Picking Persimmons at the Summit with Unkie

Knocked around Flip Flop with Unkie and Aunt D. After hours of discussion, we ate lunch at The Crepe Place. She was paranoid that I would take them to a place with greasy, processed food. No such thing in Flip Flop, I assured her. They bicker like siblings, its pretty annoying/funny. She didn't llike the way he parked, he said she was being fussy when she demanded wet paper towels to clean up persimmon goo. Unkie is one of my favorite relatives on the maternal Side. Urbane, well-travelled, educated, slender-- polar opposite of most of the other relatives. We went up into the mountains to visit the Persimmon Orchard. The owners are too busy to hire pickers this year, so it was a riot of orange fruit. An entire hillside just covered with them, the leaves had gone and the trees were nearly falling down from their load. The H*ster prolly would have died of excitement (don't worry, you can help youself to the bag on the counter, just let them get ripe, first). We ate quite a few, the ripe ones just burst in your hand, and you would have to bury your face in them to get the sweet pulp out. After a while our faces and hands had a dry, sticky film. While we picked, Unkie regailed me with stories about the family (its more f*cked up than I realized.. the crazyness/depression spans the generations).

Hollywood Stories

I heard about Grandpa Billy's Silver plate (a monument to pre-industrial brain surgery). Mamy Yokum, the black nurse who raised generations of E's on a plantation in Kentucky (those Es were crazy but not tragic like the current generation). One of their horses won the Kentucky Derby in 1898. The Doctor (who got three medical degrees from the University of Heidelberg, Notre Dame and I can't remember the third, he was an international playboy-type) finally got married to his former fiance's daughter (Lulu), then left them to "fight yellow fever in Panama." Rather than raise her children alone in Kentucky, Lulu piled everyone into a car and drove to Hollywood to become famous. I heard about Uncle Kenneth's failed drag career (at the tender age of six) and how Lulu wrote a hit song in the 1920's. I heard about the Canadian-British Ss, who were totally straight-laced presbyterian calvinists and how they just happened to be neighbors with the crazy southern alcoholic Es. And how a neighborly romance became another twisted chapter in the family saga and their union produced Unkie and my grandfather.

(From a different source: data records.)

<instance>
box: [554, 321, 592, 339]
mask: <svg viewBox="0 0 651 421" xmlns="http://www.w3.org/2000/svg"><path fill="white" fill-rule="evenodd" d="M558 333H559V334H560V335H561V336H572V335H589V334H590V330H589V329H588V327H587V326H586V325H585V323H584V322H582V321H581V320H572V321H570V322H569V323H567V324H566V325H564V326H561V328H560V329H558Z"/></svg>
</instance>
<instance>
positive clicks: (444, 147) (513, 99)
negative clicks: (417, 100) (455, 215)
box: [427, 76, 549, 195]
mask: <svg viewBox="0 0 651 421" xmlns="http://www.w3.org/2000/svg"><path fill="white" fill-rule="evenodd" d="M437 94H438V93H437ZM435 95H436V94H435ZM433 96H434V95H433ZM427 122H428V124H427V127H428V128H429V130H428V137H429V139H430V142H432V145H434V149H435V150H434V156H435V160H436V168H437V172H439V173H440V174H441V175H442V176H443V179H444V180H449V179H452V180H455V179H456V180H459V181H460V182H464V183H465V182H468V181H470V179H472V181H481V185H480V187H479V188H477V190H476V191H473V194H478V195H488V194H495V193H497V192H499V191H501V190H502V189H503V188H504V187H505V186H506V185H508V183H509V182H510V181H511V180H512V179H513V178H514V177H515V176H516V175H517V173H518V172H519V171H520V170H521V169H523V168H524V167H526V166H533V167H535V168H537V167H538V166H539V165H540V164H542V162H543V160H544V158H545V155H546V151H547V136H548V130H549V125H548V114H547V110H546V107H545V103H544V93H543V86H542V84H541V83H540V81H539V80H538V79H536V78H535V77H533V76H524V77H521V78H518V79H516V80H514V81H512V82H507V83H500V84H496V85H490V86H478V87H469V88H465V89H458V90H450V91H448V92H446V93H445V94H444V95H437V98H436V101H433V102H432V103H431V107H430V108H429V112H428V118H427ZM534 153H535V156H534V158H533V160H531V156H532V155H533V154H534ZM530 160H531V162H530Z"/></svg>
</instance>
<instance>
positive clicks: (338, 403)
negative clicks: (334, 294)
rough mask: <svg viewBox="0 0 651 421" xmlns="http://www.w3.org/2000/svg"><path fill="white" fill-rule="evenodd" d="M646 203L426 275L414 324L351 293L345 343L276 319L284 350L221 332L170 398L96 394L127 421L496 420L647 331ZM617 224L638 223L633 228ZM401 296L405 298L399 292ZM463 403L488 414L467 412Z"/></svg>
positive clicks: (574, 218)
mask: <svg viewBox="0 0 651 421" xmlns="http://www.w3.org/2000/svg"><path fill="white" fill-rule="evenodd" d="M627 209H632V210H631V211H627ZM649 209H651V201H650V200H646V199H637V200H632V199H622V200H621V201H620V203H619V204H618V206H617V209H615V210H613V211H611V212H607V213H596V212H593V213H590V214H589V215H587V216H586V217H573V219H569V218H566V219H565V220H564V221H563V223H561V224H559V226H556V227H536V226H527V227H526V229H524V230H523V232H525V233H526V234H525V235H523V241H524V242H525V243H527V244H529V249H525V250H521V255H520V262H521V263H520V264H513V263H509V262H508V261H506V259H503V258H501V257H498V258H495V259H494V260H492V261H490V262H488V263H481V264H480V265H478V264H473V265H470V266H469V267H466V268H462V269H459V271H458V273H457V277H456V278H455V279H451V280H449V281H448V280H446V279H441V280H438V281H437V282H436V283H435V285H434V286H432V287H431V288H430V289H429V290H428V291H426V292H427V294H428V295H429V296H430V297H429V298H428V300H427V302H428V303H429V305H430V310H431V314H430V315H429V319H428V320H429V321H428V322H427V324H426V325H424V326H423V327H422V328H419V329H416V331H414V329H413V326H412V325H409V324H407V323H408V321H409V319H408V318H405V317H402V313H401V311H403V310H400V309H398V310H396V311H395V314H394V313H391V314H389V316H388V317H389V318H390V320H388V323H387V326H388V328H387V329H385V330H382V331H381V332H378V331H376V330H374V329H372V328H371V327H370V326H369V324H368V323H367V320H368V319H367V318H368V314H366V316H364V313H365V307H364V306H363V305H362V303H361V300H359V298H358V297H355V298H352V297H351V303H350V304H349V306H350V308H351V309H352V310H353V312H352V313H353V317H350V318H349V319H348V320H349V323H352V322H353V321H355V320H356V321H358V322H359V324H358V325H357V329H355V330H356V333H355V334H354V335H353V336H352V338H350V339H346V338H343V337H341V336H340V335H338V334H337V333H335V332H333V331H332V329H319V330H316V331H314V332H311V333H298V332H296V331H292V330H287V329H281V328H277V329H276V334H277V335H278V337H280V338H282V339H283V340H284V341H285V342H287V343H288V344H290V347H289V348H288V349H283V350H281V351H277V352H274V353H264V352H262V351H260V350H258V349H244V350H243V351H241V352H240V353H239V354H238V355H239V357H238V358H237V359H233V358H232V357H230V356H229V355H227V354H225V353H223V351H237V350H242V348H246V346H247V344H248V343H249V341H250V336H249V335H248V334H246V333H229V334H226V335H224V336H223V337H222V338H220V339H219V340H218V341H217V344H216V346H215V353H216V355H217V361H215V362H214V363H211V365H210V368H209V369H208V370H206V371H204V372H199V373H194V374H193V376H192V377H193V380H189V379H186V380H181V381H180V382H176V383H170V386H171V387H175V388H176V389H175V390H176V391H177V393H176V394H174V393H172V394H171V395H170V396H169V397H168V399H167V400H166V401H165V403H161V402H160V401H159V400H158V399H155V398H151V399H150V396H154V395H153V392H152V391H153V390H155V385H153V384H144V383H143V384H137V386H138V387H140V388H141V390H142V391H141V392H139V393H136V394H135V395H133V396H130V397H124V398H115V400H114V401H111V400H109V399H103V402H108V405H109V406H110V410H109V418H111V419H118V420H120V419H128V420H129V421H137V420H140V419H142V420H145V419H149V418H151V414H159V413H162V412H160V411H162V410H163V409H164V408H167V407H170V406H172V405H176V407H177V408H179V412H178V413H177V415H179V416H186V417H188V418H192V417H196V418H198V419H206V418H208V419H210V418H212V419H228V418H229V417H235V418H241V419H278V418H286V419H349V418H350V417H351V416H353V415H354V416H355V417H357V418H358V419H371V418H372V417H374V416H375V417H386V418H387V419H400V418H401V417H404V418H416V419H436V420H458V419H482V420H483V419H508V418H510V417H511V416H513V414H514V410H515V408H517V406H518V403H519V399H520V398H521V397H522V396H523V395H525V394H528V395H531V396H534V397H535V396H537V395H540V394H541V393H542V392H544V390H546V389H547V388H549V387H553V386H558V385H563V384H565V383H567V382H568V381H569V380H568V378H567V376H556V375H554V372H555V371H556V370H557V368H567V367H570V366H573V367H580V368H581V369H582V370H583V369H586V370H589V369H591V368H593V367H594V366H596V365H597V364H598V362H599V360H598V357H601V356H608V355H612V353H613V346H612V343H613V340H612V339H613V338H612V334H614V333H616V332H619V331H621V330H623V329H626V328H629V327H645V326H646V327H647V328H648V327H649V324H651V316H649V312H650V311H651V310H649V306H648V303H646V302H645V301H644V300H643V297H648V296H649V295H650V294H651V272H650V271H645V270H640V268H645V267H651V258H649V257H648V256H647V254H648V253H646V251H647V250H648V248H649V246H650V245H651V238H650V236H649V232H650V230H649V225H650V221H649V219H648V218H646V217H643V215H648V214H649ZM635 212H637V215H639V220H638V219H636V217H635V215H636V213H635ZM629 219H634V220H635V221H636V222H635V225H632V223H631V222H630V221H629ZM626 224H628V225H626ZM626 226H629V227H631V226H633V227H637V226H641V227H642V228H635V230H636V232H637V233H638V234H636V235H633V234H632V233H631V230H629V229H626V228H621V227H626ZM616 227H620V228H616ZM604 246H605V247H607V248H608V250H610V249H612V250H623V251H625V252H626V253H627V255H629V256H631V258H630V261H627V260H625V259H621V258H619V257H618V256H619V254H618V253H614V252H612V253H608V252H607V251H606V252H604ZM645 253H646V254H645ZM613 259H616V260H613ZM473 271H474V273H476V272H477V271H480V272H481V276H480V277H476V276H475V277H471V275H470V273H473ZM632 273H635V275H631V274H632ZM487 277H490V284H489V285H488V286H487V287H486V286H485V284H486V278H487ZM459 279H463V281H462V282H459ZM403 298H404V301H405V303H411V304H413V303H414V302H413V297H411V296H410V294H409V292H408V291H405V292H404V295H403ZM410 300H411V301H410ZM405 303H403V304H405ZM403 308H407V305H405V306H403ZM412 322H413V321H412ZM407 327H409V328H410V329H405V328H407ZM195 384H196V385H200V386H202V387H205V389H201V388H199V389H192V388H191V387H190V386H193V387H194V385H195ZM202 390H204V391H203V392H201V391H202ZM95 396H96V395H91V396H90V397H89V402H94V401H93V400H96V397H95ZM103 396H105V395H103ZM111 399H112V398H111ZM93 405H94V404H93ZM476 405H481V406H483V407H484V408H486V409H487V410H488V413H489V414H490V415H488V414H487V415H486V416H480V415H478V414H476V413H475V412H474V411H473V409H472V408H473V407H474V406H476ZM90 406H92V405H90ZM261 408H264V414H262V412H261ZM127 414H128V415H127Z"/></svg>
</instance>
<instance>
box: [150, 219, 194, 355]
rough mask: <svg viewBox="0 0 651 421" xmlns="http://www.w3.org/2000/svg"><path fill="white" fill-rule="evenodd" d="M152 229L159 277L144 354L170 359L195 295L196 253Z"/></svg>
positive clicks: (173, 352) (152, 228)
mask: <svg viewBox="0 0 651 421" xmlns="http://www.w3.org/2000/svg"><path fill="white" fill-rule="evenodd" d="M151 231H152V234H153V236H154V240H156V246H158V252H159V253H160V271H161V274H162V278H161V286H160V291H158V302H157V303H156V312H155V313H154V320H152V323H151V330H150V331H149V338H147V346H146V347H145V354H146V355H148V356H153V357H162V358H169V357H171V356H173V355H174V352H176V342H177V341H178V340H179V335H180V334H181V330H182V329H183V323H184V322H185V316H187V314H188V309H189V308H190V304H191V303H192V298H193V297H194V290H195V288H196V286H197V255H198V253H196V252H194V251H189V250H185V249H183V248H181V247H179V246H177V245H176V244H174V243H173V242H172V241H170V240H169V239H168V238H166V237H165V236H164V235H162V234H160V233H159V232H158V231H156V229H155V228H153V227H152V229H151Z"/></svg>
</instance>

Granted, it could all just be moonshine. Its better than hearing about how Uncle Palomar shot himself (and lived) and how my mom didn't have any shoes growing up. Unkie shared how my crazy grandfather was always crazy. He liked to blow things up in the incinerator and make home made bombs when he was a kid. He may have been grown to be a sadistic ass-hole, and caused damage to a lot of innocent people, but at least he didn't commit the faux-pas of being conventional.